I remember the rumors - the White House was attacked, a bomb went off in front of the State Department, new rumors were born by the minute.

I remember that I had a job interview on the 86th floor of one of the towers scheduled for the next day.  I remember trying to see if that law firm made it out okay.  By a stroke of serendipity, I flipped onto a station at 3:30 pm that afternoon - they were interviewing an older gentlemen from that very law firm - he was in the tower for the 1993 bombing, and the second he heard that the first plane hit, he gathered everyone and evacuated the building.  They had made it out.

I remember seeing the fighter bombers flying overhead.  I had never seen one in flight before.

I remember us trying to donate blood at the nearest hospital, thinking at first that we had to do something to remove the feeling of helplessness, but then, as the feeling turned to one of duty and resolve, simply that we had to do something.  I remember the line being six blocks and four hours long.

I remember the candlelight vigils, the memorial Masses, the email listservs soliciting and organizing help for the relief effort, the bulletin board at the NYU gym where requests were posted for the students whose downtown dorms were evacuated.

I remember thinking about my brother Eric, who had finished basic training for the Marines but a week beforehand, and wondering what was to come for him.

I remember that for a few weeks, the city seemed subdued - dazed, in shock, saddened, and alert.  I remember wondering when that feeling would end.

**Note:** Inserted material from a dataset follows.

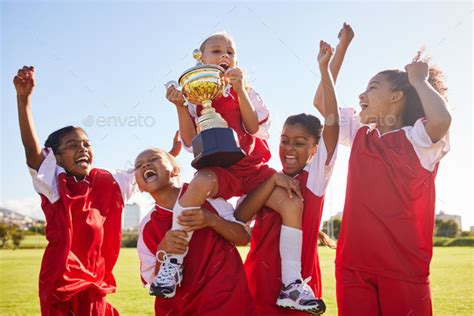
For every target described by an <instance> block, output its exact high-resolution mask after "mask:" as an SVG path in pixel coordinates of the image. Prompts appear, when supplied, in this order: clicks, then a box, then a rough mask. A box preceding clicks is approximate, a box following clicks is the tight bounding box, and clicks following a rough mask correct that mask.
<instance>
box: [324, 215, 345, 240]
mask: <svg viewBox="0 0 474 316" xmlns="http://www.w3.org/2000/svg"><path fill="white" fill-rule="evenodd" d="M329 226H331V223H330V221H324V222H323V228H322V229H321V230H322V231H323V232H324V233H326V234H327V235H329V237H331V238H334V239H338V238H339V231H340V230H341V219H340V218H333V219H332V230H333V236H331V234H330V233H329V230H330V229H328V227H329Z"/></svg>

...and I remember when I was on the subway in late October when a man was trying to hold the door open for a woman running towards the train.  As she got on board, she turned to the man and berated him, "stop holding the door!  The train won't move!"  His response?  "I was trying to be a gentleman, you MORON!" that point, I remember knowing that New York City would be fine.


P.S., God works in mysterious ways.

The Gospel at Mass today, September 11, happened to be where Jesus told Peter that he had to forgive, not just seven times, but 77 times.

Forgiving the petty slights we receive in our daily lives is tough enough - how do we forgive the most horrendous acts?  Why does God, who loves us unconditionally, allow them at all?  

Back in college, I gave a lot of thought to theodicy - the problem of evil and its existence - or why does bad things happen to good people in a world with a loving God?  The only thing in the Bible on the point, the Book of Job, is unsatisfying, basically God saying "who are you to question me?  You don't know what I do.  Here, let me give you a new wife and possessions."  Neither is the view that without evil and suffering, we wouldn't appreciate goodness or happiness - that's a crock and is refuted by observation.  Look at an infant who coos happily when receiving the loving attention of its parents - it knows it is happy.  Does it need to be beaten so it truly appreciates the good times?  After much thought, I came to the view that evil is allowed because we are afforded free will in our individual lives.  However, it does not mean that God abandoned the world.  We can choose good as well as evil.  And while God allows free will in our individual actions, the rules of the cosmic game are ultimately rigged to result in a final outcome that serves to glorify God and bring us closer to him.  Maybe forgiveness is a correcting mechanism that keeps the universe heading toward that outcome.

In the past, I prayed for peace for the victims and their families, and for justice for the perpetrators.  I think I'll start praying for mercy instead.